Trouver un nouvel entre-deux entre les Etats-Unis et la Chine, faire face à la montée en puissance de pays se revendiquant révisionnistes (Russie, Chine, Iran, Turquie) et renouer avec les Américains suite à la dégradation des relations transatlantiques, sont autant de défis obligeant l’UE à définir un nouvel horizon stratégique, au risque de « sortir de l’histoire » (H. Védrine). Alors, si la guerre à ses portes a réveillé l’insurmontable crise existentielle de l’Europe, ne pourrait-elle pas aussi et paradoxalement ouvrir la voie à une Europe puissante capable de maîtriser son destin ? Quel équilibre alors trouver entre autonomie européenne et interdépendance avec l’OTAN ?
Qu’est-ce que l’autonomie stratégique européenne ?

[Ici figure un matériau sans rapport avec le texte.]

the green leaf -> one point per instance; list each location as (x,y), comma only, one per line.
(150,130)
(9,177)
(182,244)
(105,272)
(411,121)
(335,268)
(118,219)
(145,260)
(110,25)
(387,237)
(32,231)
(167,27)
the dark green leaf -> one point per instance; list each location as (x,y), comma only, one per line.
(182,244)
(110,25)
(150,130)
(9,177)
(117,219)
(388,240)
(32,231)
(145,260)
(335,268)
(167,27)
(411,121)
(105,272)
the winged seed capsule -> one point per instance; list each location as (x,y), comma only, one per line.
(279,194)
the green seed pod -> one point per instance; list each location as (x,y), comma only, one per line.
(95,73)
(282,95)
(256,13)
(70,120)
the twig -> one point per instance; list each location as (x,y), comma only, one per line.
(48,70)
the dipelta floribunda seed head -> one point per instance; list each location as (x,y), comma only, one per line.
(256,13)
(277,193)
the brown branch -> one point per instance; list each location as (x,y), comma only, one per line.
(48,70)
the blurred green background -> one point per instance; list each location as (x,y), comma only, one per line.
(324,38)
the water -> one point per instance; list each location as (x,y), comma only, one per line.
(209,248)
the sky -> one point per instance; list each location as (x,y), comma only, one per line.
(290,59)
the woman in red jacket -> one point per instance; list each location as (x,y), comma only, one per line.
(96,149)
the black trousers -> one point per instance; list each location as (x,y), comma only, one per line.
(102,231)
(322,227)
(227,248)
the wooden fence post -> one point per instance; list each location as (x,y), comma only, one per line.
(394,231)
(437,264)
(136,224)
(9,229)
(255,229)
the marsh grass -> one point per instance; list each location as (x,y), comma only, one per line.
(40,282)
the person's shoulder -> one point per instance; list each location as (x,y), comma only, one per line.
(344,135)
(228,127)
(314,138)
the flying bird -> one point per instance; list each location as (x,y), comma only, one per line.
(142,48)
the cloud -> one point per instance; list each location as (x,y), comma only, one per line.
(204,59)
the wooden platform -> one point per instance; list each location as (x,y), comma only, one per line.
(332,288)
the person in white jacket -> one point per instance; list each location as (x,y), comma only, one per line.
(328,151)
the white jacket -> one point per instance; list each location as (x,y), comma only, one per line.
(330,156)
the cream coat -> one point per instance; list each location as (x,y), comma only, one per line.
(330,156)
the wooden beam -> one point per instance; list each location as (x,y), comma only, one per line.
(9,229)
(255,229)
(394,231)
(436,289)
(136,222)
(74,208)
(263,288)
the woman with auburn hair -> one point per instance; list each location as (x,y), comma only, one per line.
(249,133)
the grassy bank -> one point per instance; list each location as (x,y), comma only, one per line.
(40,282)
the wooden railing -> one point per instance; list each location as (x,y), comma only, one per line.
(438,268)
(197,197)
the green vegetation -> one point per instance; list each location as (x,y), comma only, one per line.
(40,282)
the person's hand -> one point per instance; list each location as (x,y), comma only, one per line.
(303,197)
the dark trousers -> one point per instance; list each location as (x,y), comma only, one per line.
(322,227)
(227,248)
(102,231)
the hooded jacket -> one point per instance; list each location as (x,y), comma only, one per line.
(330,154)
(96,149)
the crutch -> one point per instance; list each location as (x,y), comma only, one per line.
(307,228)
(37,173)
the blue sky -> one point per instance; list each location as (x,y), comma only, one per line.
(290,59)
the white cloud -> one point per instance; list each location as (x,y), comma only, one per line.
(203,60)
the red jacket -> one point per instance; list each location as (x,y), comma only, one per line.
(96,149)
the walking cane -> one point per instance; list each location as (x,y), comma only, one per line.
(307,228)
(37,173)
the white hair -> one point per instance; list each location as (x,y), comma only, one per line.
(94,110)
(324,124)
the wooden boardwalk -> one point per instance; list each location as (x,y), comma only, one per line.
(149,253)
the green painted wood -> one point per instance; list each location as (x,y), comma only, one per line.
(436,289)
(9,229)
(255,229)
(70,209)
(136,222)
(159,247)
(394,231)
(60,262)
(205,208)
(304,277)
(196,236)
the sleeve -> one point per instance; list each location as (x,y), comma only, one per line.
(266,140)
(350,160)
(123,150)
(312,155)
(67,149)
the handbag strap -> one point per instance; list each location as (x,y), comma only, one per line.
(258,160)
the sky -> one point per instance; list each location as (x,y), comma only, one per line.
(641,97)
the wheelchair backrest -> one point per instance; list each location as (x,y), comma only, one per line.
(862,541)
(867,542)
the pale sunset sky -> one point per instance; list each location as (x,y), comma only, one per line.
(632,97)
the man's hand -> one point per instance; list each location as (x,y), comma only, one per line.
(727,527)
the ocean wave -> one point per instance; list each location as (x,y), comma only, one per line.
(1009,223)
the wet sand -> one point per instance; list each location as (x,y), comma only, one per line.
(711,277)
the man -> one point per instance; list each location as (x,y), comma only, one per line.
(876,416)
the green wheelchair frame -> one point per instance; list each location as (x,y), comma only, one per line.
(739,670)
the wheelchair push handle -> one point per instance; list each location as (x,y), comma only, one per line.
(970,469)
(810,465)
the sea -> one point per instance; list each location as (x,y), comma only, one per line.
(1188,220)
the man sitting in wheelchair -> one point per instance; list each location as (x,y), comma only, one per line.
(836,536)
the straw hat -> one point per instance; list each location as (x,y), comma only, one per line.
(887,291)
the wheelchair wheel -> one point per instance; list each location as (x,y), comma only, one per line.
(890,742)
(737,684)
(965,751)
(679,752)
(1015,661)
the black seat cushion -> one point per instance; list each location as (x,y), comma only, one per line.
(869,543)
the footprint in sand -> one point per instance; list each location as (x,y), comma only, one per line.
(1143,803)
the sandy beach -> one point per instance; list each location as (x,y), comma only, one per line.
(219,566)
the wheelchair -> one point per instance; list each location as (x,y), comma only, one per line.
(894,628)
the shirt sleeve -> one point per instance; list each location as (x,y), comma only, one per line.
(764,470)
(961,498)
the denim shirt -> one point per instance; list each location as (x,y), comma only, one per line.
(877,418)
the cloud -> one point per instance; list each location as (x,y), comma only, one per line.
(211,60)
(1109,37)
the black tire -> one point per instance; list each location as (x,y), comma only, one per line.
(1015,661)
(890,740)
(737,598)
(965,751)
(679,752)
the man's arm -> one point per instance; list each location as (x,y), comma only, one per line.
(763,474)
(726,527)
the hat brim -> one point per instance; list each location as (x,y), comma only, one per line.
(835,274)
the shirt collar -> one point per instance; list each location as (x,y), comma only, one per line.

Au moins par les mots, les représentants européens semblent prendre pleine conscience de la nécessité d’adopter une « autonomie stratégique » dès 2013, en soulignant le rôle de la PSDC (politique de sécurité et de défense commune) dans le développement de l’UE. Les contours de ce concept restent toutefois flous jusqu’à 2016, plus précisément jusqu’à la date de parution de la stratégie globale de l’UE, document de référence sur les ambitions et orientations européennes en termes de sécurité et de défense.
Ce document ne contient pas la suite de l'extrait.